On the right bank the biggest monument of Paris: the Louvre. The construction began in 1204 and was finally finished in 1858. Originally used as a palace of the French kings, it became a museum in 1793 and is today one of the largest museums in the world.
The Concorde Square was designed in the XVIIIth century by Gabriel. In its center, the Obelisk of Luxor. It is 33 centuries old and was brought from Egypt in 1836. During the revolution, the guillotine was set up on this place where the king Louis XVI and the queen Marie Antoinette were beheaded.
Alexander III Bridge
The Alexander the Third Bridge is the most luxurious bridge in Paris. It was built to commemorate the Franco-Russian alliance at the end of the last century. In its middle, a representation of Saint Petersbourg and the Russian river Neva.

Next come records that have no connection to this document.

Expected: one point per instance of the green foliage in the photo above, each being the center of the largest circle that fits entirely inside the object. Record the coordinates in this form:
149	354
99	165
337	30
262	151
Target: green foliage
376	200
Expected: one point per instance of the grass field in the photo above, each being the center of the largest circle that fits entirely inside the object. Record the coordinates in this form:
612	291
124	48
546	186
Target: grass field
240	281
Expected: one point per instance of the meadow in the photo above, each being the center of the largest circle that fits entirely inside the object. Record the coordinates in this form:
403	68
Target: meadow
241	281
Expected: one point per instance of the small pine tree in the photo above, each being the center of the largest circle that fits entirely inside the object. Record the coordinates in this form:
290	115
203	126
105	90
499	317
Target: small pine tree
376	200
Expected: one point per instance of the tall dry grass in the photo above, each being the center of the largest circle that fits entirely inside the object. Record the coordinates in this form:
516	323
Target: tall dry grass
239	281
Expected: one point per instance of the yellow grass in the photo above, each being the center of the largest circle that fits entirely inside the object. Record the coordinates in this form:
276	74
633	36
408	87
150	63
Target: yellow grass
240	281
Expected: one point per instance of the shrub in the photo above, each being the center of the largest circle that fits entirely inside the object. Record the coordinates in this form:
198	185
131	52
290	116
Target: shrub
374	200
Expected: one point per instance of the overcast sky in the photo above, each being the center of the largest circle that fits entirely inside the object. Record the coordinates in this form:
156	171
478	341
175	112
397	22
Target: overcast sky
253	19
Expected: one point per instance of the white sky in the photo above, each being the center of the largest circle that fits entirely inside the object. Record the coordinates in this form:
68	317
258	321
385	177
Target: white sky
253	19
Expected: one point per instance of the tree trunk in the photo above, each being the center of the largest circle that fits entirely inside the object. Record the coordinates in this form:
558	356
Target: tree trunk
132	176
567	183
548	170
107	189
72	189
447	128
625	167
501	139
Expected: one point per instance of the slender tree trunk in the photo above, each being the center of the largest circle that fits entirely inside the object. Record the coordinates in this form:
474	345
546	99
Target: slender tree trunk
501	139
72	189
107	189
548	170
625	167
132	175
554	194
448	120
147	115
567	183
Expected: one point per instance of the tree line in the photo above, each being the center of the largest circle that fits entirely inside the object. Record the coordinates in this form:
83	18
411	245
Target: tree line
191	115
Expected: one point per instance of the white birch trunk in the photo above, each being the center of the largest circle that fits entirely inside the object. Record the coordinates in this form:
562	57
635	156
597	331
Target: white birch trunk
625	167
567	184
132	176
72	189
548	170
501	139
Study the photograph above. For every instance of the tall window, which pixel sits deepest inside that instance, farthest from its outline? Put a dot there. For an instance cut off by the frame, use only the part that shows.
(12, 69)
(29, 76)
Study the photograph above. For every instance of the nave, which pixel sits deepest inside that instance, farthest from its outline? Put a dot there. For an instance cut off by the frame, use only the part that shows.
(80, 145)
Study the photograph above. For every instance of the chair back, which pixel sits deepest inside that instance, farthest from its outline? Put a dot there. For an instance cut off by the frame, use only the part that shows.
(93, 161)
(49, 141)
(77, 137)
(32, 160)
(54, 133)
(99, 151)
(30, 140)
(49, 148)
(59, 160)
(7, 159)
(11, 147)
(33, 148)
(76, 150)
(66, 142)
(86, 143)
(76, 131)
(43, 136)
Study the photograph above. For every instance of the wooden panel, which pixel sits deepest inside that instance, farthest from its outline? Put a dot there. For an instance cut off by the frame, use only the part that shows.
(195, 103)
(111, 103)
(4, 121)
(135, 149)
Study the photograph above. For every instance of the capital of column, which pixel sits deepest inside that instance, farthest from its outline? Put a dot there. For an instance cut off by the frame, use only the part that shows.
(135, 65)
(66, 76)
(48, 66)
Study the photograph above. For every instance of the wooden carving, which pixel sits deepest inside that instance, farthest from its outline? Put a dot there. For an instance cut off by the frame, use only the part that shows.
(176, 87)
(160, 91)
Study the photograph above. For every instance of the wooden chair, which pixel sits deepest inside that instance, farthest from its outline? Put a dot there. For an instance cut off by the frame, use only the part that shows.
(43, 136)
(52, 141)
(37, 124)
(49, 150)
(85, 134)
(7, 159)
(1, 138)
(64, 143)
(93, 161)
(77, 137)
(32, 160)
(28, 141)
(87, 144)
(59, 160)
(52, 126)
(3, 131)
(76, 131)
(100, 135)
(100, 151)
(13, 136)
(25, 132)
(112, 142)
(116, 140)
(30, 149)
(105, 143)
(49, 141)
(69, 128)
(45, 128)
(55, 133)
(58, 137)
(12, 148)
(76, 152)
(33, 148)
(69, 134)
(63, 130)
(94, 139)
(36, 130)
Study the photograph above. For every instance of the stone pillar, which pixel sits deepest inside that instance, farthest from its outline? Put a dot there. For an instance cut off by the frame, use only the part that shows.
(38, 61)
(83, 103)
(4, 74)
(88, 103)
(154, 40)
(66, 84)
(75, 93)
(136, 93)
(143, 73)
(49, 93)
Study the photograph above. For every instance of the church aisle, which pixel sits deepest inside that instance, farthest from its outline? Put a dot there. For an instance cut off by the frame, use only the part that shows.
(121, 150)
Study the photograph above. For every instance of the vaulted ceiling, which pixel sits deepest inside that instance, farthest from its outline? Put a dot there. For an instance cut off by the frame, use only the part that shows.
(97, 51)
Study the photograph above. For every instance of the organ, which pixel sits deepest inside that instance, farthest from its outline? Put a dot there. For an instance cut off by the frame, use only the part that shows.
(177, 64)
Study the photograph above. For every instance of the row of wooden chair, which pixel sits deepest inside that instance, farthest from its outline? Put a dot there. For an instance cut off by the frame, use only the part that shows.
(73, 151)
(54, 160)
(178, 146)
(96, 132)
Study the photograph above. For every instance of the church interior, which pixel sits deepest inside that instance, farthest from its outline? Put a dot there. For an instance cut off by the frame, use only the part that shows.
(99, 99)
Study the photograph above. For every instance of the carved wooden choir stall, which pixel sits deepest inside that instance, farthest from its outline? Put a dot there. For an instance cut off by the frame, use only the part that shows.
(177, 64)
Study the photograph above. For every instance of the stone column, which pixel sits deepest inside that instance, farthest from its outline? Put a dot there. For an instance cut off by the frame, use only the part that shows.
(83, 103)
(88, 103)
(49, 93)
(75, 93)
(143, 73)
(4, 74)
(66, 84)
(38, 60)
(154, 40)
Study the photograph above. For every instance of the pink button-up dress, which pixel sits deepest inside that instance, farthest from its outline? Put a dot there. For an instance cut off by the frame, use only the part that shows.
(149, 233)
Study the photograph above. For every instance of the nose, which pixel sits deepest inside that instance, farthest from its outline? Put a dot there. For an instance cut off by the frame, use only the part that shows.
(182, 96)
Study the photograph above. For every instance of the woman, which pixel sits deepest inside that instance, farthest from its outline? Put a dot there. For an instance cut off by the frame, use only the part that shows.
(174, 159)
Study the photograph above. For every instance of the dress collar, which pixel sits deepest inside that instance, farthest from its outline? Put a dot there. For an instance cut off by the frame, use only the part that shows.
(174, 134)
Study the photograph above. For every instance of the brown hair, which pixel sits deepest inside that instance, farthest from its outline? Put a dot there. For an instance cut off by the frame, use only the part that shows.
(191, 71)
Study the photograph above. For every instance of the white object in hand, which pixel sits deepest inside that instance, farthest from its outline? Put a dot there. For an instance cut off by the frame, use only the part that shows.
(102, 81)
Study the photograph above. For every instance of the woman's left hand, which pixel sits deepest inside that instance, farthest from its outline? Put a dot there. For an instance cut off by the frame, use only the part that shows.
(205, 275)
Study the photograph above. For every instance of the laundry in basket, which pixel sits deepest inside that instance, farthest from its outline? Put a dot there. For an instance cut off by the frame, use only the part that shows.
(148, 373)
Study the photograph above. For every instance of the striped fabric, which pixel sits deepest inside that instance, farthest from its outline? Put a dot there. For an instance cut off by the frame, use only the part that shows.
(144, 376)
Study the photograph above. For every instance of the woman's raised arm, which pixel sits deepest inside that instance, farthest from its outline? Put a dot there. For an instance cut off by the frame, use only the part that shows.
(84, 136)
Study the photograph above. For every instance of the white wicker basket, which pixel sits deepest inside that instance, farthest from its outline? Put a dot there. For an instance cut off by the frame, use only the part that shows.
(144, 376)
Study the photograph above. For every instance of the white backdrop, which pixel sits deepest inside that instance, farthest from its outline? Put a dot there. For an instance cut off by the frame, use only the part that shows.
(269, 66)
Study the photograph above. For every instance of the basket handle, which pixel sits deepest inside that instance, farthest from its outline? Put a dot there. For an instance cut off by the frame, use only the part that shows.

Built between 1887 and 1889 by the French architect Gustave Eiffel, the tower was the most imporant monument of the 1889 World Fair. The Eiffel Tower is more than 1000 feet high and weighs 6400 tons. It has three floors with shop and restaurants.
On the left bank the former Orsay railroad station built by Laloux in 1900 for the World Fair. It has been converted into an extraordinary museum, the Orsay Museum, which is dedicated to the XIXth century art production with its masters, such as Renoir, Monet or Van Gogh.
The construction of the Notre Dame Cathedral began in 1163 and took more than two centuries. The two towers, a fine example of primitive gothic style, are over 200 metres high. Notre Dame is famous for its sculptures, its gargouilles, but also for its glass windows.
The Arcole Bridge leads to the City Hall built in the neo-renaissance style. In front of it, the statue of Etienne Marcel, the first mayor of Paris in the XIVth century.
The Pont-Neuf (the New Bridge) is, in spite of its name, the oldest bridge of Paris. Finished under Henry IV in 1606, it was the first bridge of Paris built with stones.